When I gave a talk at the June 2012 Arnold’s Way potluck on the day I launched Fruit-Powered.com and my raw food transition book, Alive!, one key subject I covered is the importance of counting calories. All too often, I hear from folks who desire to make changes in diet and begin drinking green smoothies. Some feel little change, though. Some of these folks might’ve been eating an apple and a couple of bananas a day along with a small salad with lunch or dinner, but now they’ve merely filled their blender with the apple, bananas and a few large leaves of lettuce and drink a green smoothie for breakfast. This smoothie might be just 300 calories—definitely not a full breakfast.
Other times, I see folks “making good” on their goal to eat healthfully by having salads with lots of greens and chunks of cucumber and tomato but also see chicken, tuna, hard-boiled eggs, cheese or a fatty dressing slathered over the salad. In a case such as this, most calories come from fat and protein, far more than the maximum 10 percent of each Dr. Doug Graham recommends in The 80/10/10 Diet. Thus, a salad of, say, 700 calories contains only 100 calories from lettuce and chunks of cucumber and tomato. These 100 calories of raw greens and nonsweet fruits represent just a small fraction of folks’ total daily calories.

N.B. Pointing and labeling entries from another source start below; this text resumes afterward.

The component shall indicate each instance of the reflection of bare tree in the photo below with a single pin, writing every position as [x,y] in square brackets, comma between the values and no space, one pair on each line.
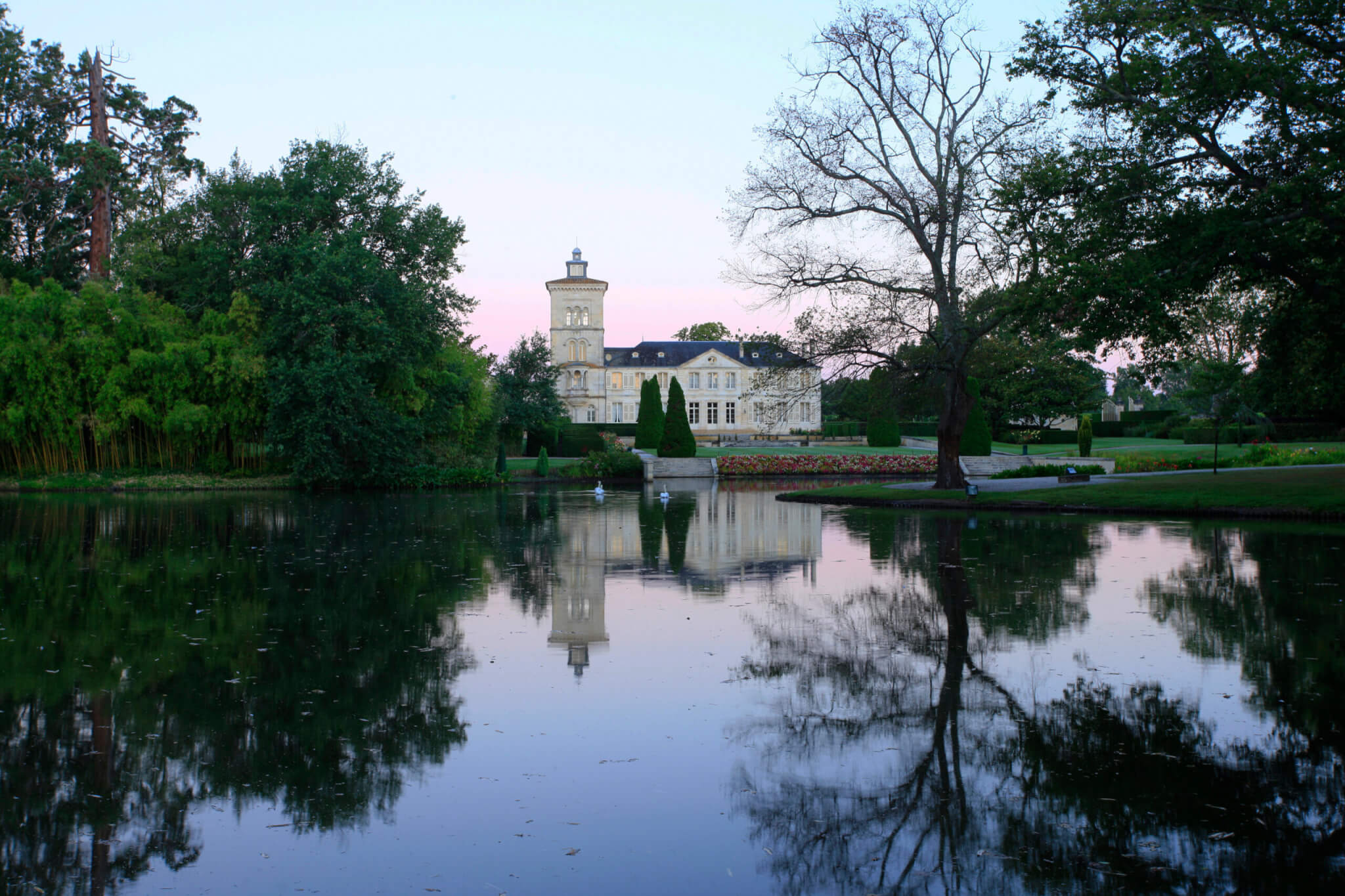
[894,762]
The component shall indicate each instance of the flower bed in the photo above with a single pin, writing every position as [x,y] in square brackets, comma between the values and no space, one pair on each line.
[827,464]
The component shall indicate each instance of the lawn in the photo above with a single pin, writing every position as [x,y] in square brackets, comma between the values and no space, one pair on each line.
[1281,489]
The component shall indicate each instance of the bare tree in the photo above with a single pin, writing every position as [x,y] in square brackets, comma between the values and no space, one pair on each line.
[876,203]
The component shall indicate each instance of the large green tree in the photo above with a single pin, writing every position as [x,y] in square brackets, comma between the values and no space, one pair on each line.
[708,332]
[525,389]
[368,364]
[1211,154]
[53,168]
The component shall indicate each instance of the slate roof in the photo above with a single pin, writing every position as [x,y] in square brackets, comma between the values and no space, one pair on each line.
[677,352]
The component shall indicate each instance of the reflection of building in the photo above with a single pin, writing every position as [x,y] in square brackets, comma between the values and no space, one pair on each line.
[709,535]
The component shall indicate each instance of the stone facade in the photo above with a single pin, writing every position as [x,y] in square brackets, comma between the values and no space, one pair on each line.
[732,389]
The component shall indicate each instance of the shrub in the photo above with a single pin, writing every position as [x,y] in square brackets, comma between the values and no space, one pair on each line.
[649,425]
[827,464]
[975,437]
[677,431]
[1034,471]
[884,431]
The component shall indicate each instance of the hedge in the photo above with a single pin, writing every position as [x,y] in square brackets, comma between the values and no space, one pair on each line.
[1145,417]
[577,440]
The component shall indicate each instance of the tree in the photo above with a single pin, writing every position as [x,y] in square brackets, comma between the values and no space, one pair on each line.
[1033,381]
[677,431]
[876,200]
[1211,155]
[708,332]
[525,389]
[368,367]
[78,141]
[649,423]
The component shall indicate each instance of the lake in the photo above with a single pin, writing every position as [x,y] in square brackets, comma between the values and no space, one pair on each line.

In yet another example, some transitioning raw fooders might start off their mornings with a semi-substantial green smoothie but have just a large salad for lunch. I was this person, confused about what to eat for each of my meals. It took hearing Harley “Durianrider” Johnstone pound in my brain via a 30BananasADay.com video the importance of counting calories for me to break out of an undercarbed daze and start logging my calories on Cronometer.com! The only way to succeed leading a low-fat raw food diet is by enjoying fruits for all your meals, including dinner, and to be sure you consume enough greens. Green smoothies and a large salad after a fruit dinner help make this easy to do!
Some might balk at the thought of counting calories, but I challenge anyone transitioning to a low-fat raw vegan diet to unequivocally state they know they’re consuming the amount of greens Graham recommends in The 80/10/10 Diet: 2 to 6 percent of total calories. Additionally, all of us have instinctively counted calories our entire lives, from knowing how many slices of pizza it took to fill up to how many cups of bean chili would satiate us. To this point, with a lifestyle built on fruits and greens, the calorie count for foods is much lesser compared with cooked foods despite much greater volumes.

These days, I still make it a point to count my calories using Cronometer. I need no longer weigh most fruits and vegetables but find it helpful to continue weighing greens while punching in estimates for the rest of my foods. I want to be sure I hit my target mark of having 4 percent of my total calories come from greens most days. I count calories because I’m counting on fruit calories to power me through each day! I consume about 4,000 calories a day, and it’d be easy to overlook a few hundred on any given day. The way I look at it, why settle for possibly being undercarbed one afternoon or evening—making my day less than it could be—when I can simply be accountable and plug in my food intake by spending just two minutes a day?
My best advice: Count your calories until, at least, you know you’re in a groove. If you’re transitioning to a low-fat raw vegan lifestyle, you likely will discover your caloric requirements will increase as you progress. If you’re regularly undercarbed, you’re less likely to think this lifestyle works. You can’t drive from Philadelphia to San Francisco if you don’t have enough fuel in your tank, after all. Know how much fruits and greens are in your tank!